Subject: Re: ZFS benchmark results
To: None <tech-perform@netbsd.org>
From: Jed Davis <jdev@panix.com>
List: tech-perform
Date: 11/27/2005 11:52:08
Michiel Buddingh' <ajuin@stack.nl> writes:

> On 2005-11-18, Matthias Scheler <tron@zhadum.org.uk> wrote:
>
>> (*) http://opensolaris.org/os/community/zfs/
>
> From that document:
> | "All operations are copy-on-write transactions, so the on-disk state is
> | always valid."
>
> Sounds like another way of saying "log-structured filesystem", and ZFS'
> featureset and performance (notice the high CPU load) seem to confirm that.
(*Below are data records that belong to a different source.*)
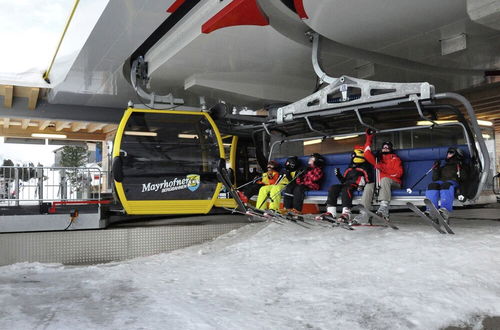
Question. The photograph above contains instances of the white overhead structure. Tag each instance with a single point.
(253, 65)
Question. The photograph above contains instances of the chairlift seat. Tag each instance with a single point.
(416, 162)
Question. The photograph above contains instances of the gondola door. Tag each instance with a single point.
(165, 162)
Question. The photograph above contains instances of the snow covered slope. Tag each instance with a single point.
(270, 276)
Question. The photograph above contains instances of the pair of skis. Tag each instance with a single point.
(434, 214)
(373, 215)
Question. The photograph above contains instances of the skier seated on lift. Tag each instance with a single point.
(309, 179)
(273, 192)
(446, 180)
(251, 188)
(265, 182)
(390, 168)
(356, 176)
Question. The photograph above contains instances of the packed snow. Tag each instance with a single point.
(271, 276)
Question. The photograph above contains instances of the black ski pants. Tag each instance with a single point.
(346, 191)
(252, 189)
(294, 196)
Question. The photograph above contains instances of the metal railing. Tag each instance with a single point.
(30, 185)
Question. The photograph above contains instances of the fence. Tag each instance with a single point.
(25, 185)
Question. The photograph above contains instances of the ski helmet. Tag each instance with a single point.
(357, 156)
(390, 147)
(273, 164)
(292, 163)
(319, 161)
(455, 152)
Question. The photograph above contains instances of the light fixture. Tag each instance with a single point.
(345, 137)
(484, 122)
(430, 123)
(316, 141)
(49, 136)
(140, 133)
(187, 136)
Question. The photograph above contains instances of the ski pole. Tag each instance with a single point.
(279, 192)
(249, 182)
(410, 190)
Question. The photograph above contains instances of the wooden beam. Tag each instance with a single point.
(8, 93)
(33, 98)
(109, 128)
(43, 124)
(17, 131)
(92, 127)
(60, 125)
(76, 126)
(25, 123)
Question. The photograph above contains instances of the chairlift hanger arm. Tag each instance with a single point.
(139, 71)
(313, 129)
(362, 122)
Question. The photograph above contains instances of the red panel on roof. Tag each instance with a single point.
(299, 7)
(175, 6)
(238, 12)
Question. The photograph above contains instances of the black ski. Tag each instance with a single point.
(376, 216)
(333, 222)
(436, 214)
(265, 213)
(223, 176)
(422, 215)
(257, 215)
(289, 218)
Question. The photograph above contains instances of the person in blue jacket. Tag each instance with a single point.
(446, 180)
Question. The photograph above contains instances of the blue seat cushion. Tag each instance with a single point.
(416, 162)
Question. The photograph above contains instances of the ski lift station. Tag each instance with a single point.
(180, 103)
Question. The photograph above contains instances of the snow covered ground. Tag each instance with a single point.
(270, 276)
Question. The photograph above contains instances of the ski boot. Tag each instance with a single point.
(383, 210)
(428, 214)
(445, 214)
(346, 217)
(295, 215)
(362, 218)
(327, 216)
(242, 196)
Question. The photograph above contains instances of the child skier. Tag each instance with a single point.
(356, 176)
(268, 182)
(286, 181)
(446, 179)
(308, 180)
(390, 168)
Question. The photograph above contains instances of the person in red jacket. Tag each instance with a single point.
(390, 168)
(308, 180)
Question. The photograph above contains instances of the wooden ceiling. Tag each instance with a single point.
(25, 127)
(88, 131)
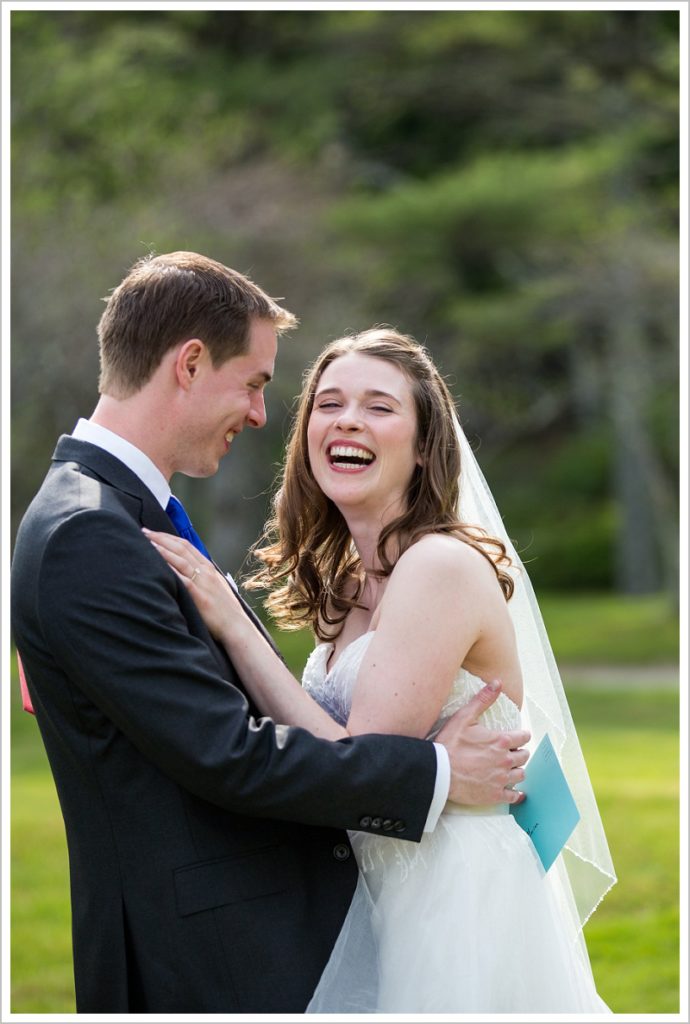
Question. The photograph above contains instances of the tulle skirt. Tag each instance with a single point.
(465, 922)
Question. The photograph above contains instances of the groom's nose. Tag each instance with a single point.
(257, 411)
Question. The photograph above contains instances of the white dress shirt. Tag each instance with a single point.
(149, 474)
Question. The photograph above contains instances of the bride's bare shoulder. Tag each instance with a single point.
(440, 555)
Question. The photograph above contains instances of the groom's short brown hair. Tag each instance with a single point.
(168, 299)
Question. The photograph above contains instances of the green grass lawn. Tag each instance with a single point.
(632, 748)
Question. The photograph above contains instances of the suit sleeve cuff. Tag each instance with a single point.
(441, 786)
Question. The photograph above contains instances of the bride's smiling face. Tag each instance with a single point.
(362, 435)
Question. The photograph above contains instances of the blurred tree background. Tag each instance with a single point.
(502, 183)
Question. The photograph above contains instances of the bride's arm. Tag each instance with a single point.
(271, 685)
(433, 611)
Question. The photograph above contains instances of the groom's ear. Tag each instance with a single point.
(191, 355)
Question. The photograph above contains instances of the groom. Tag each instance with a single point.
(210, 869)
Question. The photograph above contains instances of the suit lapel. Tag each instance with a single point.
(109, 468)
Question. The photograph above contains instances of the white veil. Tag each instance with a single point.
(586, 869)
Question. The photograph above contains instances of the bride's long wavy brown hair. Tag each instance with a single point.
(310, 564)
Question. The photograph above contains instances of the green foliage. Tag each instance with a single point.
(608, 629)
(503, 184)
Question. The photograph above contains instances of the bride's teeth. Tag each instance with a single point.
(348, 452)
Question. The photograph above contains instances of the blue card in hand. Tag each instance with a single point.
(549, 814)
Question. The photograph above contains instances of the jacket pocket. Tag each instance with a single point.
(230, 880)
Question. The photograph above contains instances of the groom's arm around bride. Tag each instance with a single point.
(210, 869)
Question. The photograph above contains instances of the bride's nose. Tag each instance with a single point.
(348, 419)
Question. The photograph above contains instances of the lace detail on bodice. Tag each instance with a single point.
(333, 690)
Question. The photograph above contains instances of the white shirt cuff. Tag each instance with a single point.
(441, 788)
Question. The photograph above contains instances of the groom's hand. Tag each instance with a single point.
(483, 762)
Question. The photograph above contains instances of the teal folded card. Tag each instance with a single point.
(549, 814)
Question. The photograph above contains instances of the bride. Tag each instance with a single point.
(386, 542)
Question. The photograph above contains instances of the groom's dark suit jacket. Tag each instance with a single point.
(209, 869)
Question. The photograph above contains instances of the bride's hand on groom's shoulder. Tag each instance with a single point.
(210, 591)
(484, 763)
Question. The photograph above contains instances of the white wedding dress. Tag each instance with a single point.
(464, 922)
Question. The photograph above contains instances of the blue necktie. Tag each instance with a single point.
(182, 524)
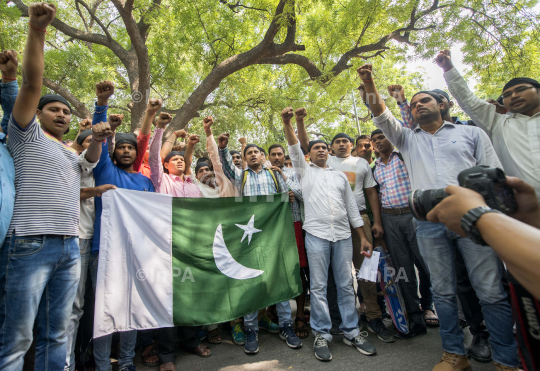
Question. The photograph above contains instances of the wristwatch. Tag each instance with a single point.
(468, 223)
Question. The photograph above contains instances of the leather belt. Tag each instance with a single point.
(397, 211)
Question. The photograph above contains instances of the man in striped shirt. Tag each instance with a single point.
(258, 180)
(40, 259)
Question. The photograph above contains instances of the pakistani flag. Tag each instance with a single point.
(168, 261)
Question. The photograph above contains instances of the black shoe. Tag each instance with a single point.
(378, 327)
(414, 330)
(479, 349)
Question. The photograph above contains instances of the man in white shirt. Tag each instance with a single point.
(329, 207)
(435, 152)
(516, 135)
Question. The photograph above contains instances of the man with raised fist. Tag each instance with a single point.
(40, 259)
(516, 135)
(435, 151)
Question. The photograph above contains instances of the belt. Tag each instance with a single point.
(397, 211)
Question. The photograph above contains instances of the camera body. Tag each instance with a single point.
(489, 182)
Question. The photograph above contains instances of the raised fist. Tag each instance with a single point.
(300, 114)
(223, 140)
(85, 124)
(287, 114)
(41, 14)
(115, 121)
(363, 93)
(163, 120)
(101, 131)
(444, 60)
(153, 106)
(9, 63)
(181, 133)
(193, 139)
(397, 92)
(104, 90)
(365, 72)
(207, 123)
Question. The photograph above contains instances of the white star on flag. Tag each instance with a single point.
(249, 229)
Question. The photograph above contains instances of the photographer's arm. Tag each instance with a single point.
(516, 243)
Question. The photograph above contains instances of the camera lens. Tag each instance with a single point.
(421, 201)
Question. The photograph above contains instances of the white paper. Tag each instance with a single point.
(369, 268)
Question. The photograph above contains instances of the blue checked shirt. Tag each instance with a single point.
(295, 187)
(394, 181)
(257, 184)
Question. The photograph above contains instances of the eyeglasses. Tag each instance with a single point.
(518, 90)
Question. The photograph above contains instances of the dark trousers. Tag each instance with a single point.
(400, 239)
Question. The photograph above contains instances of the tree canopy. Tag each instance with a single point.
(242, 61)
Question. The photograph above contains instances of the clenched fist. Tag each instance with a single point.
(101, 131)
(104, 90)
(153, 106)
(207, 123)
(223, 140)
(365, 72)
(115, 121)
(164, 119)
(9, 63)
(444, 60)
(181, 133)
(397, 92)
(287, 114)
(300, 114)
(41, 14)
(193, 139)
(85, 124)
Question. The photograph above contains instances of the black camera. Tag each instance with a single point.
(489, 182)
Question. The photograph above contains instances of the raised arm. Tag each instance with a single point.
(188, 156)
(40, 16)
(484, 114)
(9, 87)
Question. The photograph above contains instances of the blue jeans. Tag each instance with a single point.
(85, 246)
(102, 345)
(283, 310)
(438, 247)
(321, 253)
(39, 276)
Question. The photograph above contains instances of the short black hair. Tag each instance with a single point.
(363, 136)
(274, 146)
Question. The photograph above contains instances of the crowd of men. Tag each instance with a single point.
(343, 205)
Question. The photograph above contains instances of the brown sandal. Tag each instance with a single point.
(202, 351)
(214, 338)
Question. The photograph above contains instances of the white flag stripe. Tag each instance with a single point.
(134, 281)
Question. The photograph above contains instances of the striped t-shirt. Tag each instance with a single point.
(47, 183)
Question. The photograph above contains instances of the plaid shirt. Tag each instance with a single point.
(257, 184)
(394, 181)
(295, 187)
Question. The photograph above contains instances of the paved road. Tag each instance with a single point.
(420, 353)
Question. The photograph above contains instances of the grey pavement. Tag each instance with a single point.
(420, 353)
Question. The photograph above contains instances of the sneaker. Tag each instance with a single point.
(267, 324)
(320, 347)
(251, 346)
(378, 327)
(239, 338)
(361, 344)
(499, 367)
(287, 333)
(453, 362)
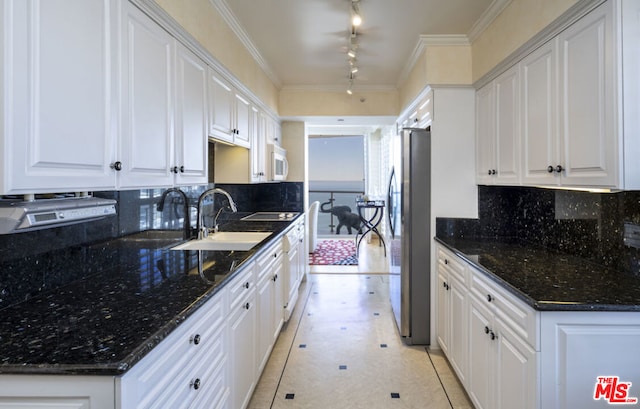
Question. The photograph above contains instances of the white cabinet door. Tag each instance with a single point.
(58, 85)
(221, 101)
(265, 304)
(515, 371)
(540, 143)
(481, 355)
(507, 132)
(443, 318)
(278, 294)
(258, 147)
(485, 135)
(146, 151)
(587, 101)
(242, 121)
(56, 392)
(242, 333)
(458, 327)
(190, 164)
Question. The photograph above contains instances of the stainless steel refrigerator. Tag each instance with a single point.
(409, 208)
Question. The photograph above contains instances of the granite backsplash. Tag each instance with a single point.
(45, 260)
(601, 227)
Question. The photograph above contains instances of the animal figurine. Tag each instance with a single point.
(345, 217)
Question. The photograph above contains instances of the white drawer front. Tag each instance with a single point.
(522, 319)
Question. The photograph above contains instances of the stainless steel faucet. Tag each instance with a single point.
(185, 200)
(202, 229)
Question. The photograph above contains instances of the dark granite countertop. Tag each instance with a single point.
(548, 280)
(105, 322)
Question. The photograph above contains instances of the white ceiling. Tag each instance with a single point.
(303, 43)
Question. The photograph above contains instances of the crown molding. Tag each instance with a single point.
(495, 8)
(338, 88)
(227, 15)
(160, 16)
(430, 40)
(573, 14)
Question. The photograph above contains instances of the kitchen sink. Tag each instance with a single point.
(226, 241)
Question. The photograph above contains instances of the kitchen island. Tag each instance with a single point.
(136, 311)
(528, 327)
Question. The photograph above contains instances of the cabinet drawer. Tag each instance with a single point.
(453, 264)
(241, 286)
(154, 375)
(522, 319)
(266, 261)
(194, 379)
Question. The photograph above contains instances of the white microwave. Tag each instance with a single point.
(278, 165)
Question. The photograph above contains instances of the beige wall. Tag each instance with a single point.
(204, 23)
(518, 22)
(293, 140)
(438, 65)
(296, 102)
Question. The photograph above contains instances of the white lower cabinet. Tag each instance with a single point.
(184, 365)
(56, 392)
(581, 347)
(270, 312)
(212, 360)
(452, 304)
(294, 246)
(489, 337)
(242, 331)
(522, 358)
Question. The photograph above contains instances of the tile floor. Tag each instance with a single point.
(341, 349)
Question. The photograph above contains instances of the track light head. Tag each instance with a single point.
(356, 18)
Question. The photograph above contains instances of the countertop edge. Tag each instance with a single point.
(538, 305)
(119, 368)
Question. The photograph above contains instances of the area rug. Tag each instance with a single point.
(334, 252)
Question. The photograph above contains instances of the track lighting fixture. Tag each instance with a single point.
(356, 21)
(356, 18)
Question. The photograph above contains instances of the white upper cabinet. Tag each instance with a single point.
(497, 133)
(57, 85)
(97, 96)
(221, 100)
(485, 134)
(579, 101)
(190, 165)
(540, 145)
(588, 130)
(507, 132)
(146, 150)
(229, 112)
(243, 121)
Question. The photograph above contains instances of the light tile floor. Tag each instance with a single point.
(341, 349)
ZFS does something not too dissimilar from reference counting[*], and
frees unused storage on a per-allocation basis when it becomes unused;
LFS uses a full-blown GC, frees storage whenever it seems reasonable,
and has to copy live data out of a segment (and all the ancestors of
that data, IIRC) in order to free the segment for new allocation.

(Hm.  I don't know what ZFS does to resist fragmentation.)

> That doesn't mean it's not interesting, of course, but it would be cautious
> to see if ZFS performs similarly well when the disk is almost completely 
> full.

s/disk/storage pool/, since one can just toss in more disk space,
hardware permitting.  Anyway, I suspect ZFS will be in some trouble if
the disk is very close to full, but less than LFS.


[*] Except that reference counts require overwritable storage, which
    ZFS can't have for consistency reasons; it uses instead an
    algorithm involving transaction group serial numbers to identify
    which snapshots are within the lifetime of a deleted block.